Explainable diagnosis of transformer faults in the Ivorian network by DGA: interpretable LightGBM approach and inter-site transfer
Authors: Gnoléba Célestin BOGUI, Konan Ferdinand GBAMELE, Zié YEO
DOI: doi.org/10.5281/zenodo.17060080
Page No: 1-14
Abstract
The integrity of electrical network transformers is crucial to the reliability and continuity of power supply in Côte d'Ivoire.

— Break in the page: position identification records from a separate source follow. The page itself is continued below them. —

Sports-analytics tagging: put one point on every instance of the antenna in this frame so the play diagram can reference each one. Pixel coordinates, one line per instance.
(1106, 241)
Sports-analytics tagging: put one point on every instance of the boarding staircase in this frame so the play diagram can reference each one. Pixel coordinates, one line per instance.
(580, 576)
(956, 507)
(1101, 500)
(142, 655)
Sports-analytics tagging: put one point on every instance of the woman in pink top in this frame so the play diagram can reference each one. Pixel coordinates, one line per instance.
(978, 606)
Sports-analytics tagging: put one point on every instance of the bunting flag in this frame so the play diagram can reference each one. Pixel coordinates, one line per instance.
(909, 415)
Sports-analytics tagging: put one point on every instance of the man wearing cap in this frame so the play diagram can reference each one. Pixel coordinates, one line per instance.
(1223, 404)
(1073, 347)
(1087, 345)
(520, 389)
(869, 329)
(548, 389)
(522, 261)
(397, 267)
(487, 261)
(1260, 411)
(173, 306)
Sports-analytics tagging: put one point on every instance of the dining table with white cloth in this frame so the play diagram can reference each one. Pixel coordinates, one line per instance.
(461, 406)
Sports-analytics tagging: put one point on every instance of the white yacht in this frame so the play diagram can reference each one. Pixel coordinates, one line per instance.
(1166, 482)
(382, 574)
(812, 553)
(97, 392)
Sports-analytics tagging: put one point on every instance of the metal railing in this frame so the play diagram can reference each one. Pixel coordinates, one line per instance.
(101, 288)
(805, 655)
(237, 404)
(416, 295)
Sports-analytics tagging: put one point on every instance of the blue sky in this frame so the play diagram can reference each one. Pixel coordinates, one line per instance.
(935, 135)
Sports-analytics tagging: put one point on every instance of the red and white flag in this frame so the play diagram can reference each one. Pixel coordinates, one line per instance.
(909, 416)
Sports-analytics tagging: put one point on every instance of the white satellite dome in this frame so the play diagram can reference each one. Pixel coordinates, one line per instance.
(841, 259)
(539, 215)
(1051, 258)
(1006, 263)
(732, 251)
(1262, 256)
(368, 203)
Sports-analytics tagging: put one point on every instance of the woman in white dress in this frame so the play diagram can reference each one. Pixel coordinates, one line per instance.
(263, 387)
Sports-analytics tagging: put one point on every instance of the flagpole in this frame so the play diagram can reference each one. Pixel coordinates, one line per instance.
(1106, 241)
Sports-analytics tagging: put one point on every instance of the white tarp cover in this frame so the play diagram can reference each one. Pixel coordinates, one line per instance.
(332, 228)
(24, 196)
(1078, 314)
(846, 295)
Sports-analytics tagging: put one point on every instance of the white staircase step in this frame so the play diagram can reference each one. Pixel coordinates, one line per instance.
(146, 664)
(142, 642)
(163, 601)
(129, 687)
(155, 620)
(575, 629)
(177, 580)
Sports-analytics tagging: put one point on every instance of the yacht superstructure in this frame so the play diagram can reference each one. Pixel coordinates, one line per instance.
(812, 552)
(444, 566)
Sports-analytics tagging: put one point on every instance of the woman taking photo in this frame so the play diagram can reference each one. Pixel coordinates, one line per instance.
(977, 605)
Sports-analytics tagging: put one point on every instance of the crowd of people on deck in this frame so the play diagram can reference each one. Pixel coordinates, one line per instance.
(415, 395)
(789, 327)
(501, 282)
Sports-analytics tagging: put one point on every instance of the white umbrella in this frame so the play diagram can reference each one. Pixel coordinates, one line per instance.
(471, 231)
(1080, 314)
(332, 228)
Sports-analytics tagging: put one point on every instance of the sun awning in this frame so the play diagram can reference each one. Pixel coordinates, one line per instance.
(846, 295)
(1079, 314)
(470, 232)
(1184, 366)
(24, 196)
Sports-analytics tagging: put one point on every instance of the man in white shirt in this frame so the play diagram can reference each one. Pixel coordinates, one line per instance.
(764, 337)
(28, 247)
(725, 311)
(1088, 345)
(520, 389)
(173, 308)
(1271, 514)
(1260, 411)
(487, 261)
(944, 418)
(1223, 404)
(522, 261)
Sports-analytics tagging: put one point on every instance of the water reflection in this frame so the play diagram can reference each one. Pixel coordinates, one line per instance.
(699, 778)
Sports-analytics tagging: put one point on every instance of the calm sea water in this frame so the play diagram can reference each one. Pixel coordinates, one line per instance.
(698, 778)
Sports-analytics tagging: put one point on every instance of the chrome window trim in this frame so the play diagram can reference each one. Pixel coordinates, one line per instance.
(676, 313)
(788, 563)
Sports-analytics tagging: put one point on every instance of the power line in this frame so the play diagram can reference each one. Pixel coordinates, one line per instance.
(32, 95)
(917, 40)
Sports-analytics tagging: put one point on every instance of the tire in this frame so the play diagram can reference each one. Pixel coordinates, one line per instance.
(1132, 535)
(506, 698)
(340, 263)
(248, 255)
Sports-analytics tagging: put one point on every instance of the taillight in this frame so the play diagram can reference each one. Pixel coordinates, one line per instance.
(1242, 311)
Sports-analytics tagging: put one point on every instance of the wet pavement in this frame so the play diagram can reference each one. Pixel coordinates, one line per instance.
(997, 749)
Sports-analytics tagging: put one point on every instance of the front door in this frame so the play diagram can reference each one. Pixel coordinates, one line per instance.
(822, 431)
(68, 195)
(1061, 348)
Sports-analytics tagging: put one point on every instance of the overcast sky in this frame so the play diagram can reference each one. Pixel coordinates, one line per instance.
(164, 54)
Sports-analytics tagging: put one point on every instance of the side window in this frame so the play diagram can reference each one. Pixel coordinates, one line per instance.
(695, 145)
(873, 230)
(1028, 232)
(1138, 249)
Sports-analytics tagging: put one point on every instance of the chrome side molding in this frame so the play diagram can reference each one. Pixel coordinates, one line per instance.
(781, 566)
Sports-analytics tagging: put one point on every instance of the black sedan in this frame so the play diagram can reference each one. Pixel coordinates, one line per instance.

Dissolved gas analysis (DGA), although widely used, faces interpretation limitations in tropical local contexts and in the face of diverse fault profiles. This article proposes an explainable diagnostic approach based on LightGBM, a high-performance gradient boosting algorithm, coupled with SHAP (SHapley Additive exPlanations), an interpretability tool. The model is trained on DGA data from transformers in the Ivorian fleet, using both raw variables (concentrations of H₂, CH₄, C₂H₂, C₂H₄, C₂H₆, CO, CO₂) and derived variables (ratios normalized according to IEC 60599:2022). Performance is compared to traditional methods (Duval's triangle, IEC 60599:2022 normative approach, Rogers' normative methods), as well as other AI models (XGBoost, SVM). The explainability provided by SHAP makes it possible to identify the most discriminating gases or ratios, establish interpretable thresholds for maintenance, and visualize local explanations, thereby facilitating decision-making in the field. In addition, the study assesses inter-site transferability by training the model on data from Abidjan South and testing it on other regions of the network. The results demonstrate a notable improvement in diagnostic accuracy, gains in transparency, and satisfactory robustness in the context of transfer, paving the way for an operational dashboard for proactive monitoring of the Ivorian transformer fleet.